Klinische Neurophysiologie 2007; 38 - P258
DOI: 10.1055/s-2007-976386

Audio-motorische Integration und musikunterstütztes Training motorischer Funktionen nach Schlaganfall – Einsatz in der neurologischen Rehabilitation

S Schneider 1, PW Schönle 1, TF Münte 1, E Altenmüller 1
  • 1Hannover, Konstanz, Magdeburg

Fragestellung: Ausgehend von neuen wissenschaftlichen Befunden, dass es beim Klavierspiel nach wenigen Übungsstunden zu einer parallelen Aktivierung von auditiv-sensorischen und motorischen neuralen Netzwerken kommt, wurde überprüft, ob derartige rasche plastische Prozesse für die Rehabilitation motorischer Funktionen nach Schlaganfall genutzt werden können.

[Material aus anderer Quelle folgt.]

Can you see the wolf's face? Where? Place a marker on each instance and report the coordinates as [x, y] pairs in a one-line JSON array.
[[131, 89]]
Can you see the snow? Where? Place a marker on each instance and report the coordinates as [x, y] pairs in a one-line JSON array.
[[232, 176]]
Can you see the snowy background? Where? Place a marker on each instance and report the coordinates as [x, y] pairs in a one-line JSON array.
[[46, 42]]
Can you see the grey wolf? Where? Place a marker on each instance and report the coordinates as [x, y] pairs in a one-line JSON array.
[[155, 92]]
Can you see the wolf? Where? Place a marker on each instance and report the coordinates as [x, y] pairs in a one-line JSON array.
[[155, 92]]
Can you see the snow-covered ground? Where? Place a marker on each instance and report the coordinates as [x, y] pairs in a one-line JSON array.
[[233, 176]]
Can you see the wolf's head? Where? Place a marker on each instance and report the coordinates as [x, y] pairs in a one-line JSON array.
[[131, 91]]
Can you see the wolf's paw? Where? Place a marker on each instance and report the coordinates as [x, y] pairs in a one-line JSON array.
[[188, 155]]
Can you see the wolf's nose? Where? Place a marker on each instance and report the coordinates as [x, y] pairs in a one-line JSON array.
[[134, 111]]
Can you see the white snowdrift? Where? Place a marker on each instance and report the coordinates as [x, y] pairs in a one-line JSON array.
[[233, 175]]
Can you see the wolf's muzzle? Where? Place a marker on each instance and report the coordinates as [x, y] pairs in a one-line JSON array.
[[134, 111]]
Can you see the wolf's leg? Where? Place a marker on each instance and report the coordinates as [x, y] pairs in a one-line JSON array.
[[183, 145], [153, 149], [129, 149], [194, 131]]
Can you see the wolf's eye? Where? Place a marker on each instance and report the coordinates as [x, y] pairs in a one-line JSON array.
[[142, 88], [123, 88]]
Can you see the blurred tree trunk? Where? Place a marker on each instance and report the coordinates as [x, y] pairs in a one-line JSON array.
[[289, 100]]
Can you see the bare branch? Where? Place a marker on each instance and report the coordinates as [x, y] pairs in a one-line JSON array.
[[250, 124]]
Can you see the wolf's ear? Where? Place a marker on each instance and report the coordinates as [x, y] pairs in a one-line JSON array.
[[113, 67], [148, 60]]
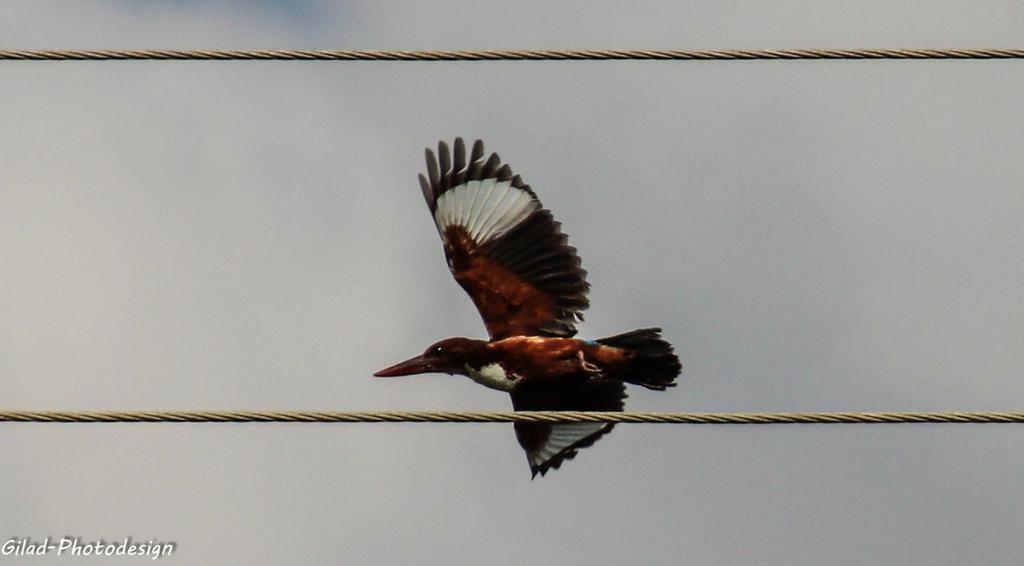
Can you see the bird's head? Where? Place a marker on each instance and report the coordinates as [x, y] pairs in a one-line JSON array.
[[448, 356]]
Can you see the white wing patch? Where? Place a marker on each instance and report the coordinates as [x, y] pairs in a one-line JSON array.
[[493, 376], [563, 436], [486, 209]]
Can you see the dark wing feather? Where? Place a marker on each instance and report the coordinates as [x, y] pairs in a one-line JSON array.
[[547, 445], [503, 247]]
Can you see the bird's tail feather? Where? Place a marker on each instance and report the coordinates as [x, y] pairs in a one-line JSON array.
[[653, 363]]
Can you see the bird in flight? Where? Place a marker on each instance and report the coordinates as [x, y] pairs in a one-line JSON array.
[[510, 255]]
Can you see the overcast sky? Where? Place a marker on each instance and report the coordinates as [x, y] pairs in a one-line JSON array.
[[821, 235]]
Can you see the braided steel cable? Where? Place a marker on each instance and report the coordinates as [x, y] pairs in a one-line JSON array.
[[503, 417], [514, 54]]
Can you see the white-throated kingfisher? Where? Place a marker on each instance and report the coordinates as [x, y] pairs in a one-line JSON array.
[[509, 254]]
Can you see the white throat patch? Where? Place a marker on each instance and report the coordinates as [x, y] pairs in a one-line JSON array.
[[493, 376]]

Methoden: Es wurde ein Trainingsprogramm, dass über das Medium Musik eine sensomotorische Kopplung erzeugt, entwickelt und evaluiert. Bei 32 Patienten ohne wesentliche musikalische Vorerfahrung wurden beginnend mit der paretischen Extremität hin zum Zusammenspiel von paretischer und gesunder in 15 Einzeltrainings über 3 Wochen sowohl fein- als auch grobmotorische Aspekte gefördert. Zwei Eingabemedien (MIDI-Klavier, programmierbare „Drum-Pads“) kamen zum Einsatz. 30 weitere Patienten, die lediglich Standardtherapien erhielten, bildeten die Kontrollgruppe I. Zusätzlich wurden der Gruppe mit musikunterstütztem Training 15 Patienten gegenübergestellt, die in gleichem Maße ein motorisches Training nach dem Taubschen Konzept erhielten. Die Prä- und Postdiagnostik der motorischen Funktionen erfolgte mit einer 3D-Bewegungsanalyse zur Quantifizierung der Präzision der Bewegungen sowie mit ergotherapeutischen Testverfahren (u.a. Box & Block Test). Darüber hinaus wurden im Verlauf des Trainings elektrophysiologische Parameter mittels Elektroenzephalogramm (EEG) erhoben. Hierbei wurden die ereigniskorrelierte Desynchronisation/Synchronisation als Maß für intrakortikale Exzitabilität bei willkürlichen Fingerbewegungen und ballistischen Armbewegungen sowie ereigniskorrelierte Kohärenzen berechnet.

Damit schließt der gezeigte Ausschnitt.